In a groundbreaking study published in the journal Science, scientists have uncovered a significant change in blood proteins that indicates a prolonged activation of the immune system in individuals with long Covid. The findings have the potential to explain the persistent symptoms experienced by long Covid patients, such as fatigue and brain fog, and could pave the way for diagnostic tests and even treatments.

Conducted over the course of one year, the study followed 113 Covid patients who had been infected, alongside 39 healthy controls. After six months, 40 of the patients developed symptoms of long Covid.

Upon analyzing repeated blood samples, researchers discovered important differences in the blood of long Covid patients. Specifically, a set of proteins revealed that a part of the immune system known as the complement system remained activated long after it should have returned to its normal state.

Dr. Onur Boyman, one of the investigators and a professor of immunology at the University of Zurich, explained that the complement system is typically activated during a viral or bacterial infection to eliminate the invaders from the body. However, in long Covid patients, the system remains in its microbe-fighting state, ultimately causing damage to healthy cells including those lining blood vessels, cells in the blood, and cells in organs like the brain or lungs. This can lead to tissue damage and the formation of blood clots.

While previous studies have highlighted blood clotting and tissue damage as complications of long Covid, this research sheds light on the molecular mechanism behind these issues. Dr. Akiko Iwasaki, a professor at the Yale School of Medicine, praised the study for providing insights into how these complications are initiated.

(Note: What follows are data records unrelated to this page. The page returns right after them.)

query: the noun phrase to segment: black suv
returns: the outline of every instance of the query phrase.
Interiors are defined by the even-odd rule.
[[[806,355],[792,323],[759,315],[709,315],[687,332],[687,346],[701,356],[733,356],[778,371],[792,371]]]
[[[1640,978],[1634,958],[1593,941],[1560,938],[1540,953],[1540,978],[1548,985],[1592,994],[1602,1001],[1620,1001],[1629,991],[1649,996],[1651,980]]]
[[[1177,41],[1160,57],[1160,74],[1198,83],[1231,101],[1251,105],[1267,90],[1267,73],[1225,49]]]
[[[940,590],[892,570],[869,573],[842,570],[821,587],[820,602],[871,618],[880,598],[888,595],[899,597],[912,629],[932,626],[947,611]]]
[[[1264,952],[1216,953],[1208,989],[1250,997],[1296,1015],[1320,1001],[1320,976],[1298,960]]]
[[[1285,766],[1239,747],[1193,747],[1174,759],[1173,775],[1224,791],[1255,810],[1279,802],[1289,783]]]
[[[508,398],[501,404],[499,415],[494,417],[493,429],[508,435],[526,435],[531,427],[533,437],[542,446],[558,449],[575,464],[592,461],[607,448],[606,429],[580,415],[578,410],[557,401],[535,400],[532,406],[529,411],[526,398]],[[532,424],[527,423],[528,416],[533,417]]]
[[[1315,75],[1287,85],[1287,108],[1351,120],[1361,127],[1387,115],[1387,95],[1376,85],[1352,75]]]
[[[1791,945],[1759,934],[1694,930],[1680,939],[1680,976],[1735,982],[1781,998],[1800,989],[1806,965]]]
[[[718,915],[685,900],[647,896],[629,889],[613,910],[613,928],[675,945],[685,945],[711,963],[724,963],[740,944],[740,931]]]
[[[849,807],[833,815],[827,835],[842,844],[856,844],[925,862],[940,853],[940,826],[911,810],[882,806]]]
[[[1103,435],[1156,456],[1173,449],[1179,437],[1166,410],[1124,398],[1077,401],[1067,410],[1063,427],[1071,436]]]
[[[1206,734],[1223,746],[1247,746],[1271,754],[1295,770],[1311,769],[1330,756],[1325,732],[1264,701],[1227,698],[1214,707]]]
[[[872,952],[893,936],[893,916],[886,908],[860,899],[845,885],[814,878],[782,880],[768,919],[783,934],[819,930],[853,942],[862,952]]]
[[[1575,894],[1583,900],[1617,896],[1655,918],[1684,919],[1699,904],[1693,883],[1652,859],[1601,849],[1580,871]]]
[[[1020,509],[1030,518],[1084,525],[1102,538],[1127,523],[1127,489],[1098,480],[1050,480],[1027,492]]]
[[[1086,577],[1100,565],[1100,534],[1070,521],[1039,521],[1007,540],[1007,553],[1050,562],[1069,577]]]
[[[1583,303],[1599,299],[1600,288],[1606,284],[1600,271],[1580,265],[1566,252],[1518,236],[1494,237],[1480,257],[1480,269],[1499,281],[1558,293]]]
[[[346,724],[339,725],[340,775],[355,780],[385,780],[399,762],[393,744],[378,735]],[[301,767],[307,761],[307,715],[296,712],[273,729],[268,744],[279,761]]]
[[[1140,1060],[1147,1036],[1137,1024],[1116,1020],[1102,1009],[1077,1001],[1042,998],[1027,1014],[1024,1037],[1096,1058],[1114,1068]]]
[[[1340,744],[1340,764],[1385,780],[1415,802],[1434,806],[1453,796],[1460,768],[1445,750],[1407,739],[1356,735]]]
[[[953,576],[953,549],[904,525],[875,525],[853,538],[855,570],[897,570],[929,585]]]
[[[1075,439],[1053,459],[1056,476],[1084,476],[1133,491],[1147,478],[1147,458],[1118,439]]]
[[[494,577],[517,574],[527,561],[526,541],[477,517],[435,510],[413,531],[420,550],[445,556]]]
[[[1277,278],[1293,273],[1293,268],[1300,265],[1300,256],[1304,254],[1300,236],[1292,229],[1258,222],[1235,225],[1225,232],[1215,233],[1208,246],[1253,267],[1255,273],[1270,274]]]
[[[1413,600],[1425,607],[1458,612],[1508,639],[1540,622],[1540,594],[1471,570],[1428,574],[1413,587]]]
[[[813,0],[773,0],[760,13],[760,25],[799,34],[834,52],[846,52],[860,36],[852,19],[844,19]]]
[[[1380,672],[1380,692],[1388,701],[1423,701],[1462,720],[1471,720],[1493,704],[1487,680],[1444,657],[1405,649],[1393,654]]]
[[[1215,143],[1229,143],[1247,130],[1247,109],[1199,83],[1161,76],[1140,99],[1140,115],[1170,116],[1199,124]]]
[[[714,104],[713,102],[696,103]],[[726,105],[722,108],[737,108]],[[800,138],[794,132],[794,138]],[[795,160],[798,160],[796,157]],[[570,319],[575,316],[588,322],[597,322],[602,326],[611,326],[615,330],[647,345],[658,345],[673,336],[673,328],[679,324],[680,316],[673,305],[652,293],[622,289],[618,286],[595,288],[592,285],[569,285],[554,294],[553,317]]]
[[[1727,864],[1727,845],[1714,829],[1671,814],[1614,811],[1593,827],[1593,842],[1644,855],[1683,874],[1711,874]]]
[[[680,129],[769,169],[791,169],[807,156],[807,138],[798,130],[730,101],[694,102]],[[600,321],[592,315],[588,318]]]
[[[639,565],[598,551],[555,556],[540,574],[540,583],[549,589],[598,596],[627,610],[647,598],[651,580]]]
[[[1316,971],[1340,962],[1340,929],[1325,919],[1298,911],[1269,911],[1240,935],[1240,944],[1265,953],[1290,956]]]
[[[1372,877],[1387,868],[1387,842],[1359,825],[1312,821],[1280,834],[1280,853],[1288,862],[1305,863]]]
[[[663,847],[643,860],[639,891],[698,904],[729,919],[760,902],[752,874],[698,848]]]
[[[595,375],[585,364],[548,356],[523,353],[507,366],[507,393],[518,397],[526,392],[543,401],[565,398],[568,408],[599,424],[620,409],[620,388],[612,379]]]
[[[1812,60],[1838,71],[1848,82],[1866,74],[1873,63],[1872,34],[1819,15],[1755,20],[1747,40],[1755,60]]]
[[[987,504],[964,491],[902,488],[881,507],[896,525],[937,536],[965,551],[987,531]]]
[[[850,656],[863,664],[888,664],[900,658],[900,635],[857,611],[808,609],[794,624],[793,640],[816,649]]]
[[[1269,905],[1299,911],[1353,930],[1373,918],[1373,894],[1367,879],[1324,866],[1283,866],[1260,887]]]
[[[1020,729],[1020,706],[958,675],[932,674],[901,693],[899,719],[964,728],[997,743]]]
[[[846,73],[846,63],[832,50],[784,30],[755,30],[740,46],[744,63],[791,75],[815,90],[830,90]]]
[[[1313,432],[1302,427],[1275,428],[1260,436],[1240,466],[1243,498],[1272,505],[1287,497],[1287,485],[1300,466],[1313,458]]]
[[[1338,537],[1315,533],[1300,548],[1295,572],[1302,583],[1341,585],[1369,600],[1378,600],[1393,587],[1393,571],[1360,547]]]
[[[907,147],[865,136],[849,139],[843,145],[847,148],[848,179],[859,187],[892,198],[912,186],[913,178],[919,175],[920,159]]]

The tissue damage and blood clots resulting from the persistently activated complement system can lead to the debilitating symptoms experienced by long Covid patients, making them intolerant to exercise. During physical activity, the endothelial cells inside blood vessels are agitated, which can normally be handled by healthy endothelial cells. However, in long Covid patients with inflamed endothelial cells, these changes become problematic.

Dr. Monica Verduzco-Gutierrez, chair of rehabilitation medicine at the University of Texas Health Science Center at San Antonio, commended the study for advancing our understanding of long Covid. She emphasized the need to unravel the mechanisms behind long Covid in order to develop effective treatments.

The researchers believe that these findings hold the potential for developing diagnostic tests and treatments by focusing on the proteins of the complement system. However, the complex methods used in the study would need to be simplified before they can be implemented in routine diagnostic labs.

Once a simplified test is available or with rigorous screening of long Covid patients, clinical trials of potential treatments could be conducted. Dr. Boyman suggested exploring drugs already used to modulate and inhibit the complement system for rare immune diseases affecting the kidneys, muscles, or nervous system.

While there is promise for the future, it is important to replicate the results of this study and conduct further research. Dr. Verduzco-Gutierrez emphasized the importance of longer-term studies, especially to understand the blood profiles of individuals with long Covid over extended periods.

In conclusion, the identification of persistent changes in blood proteins provides valuable insights into the immune responses of long Covid patients. This breakthrough study may hold the key to unlocking diagnostic tests and potential treatments for the lingering effects of the virus.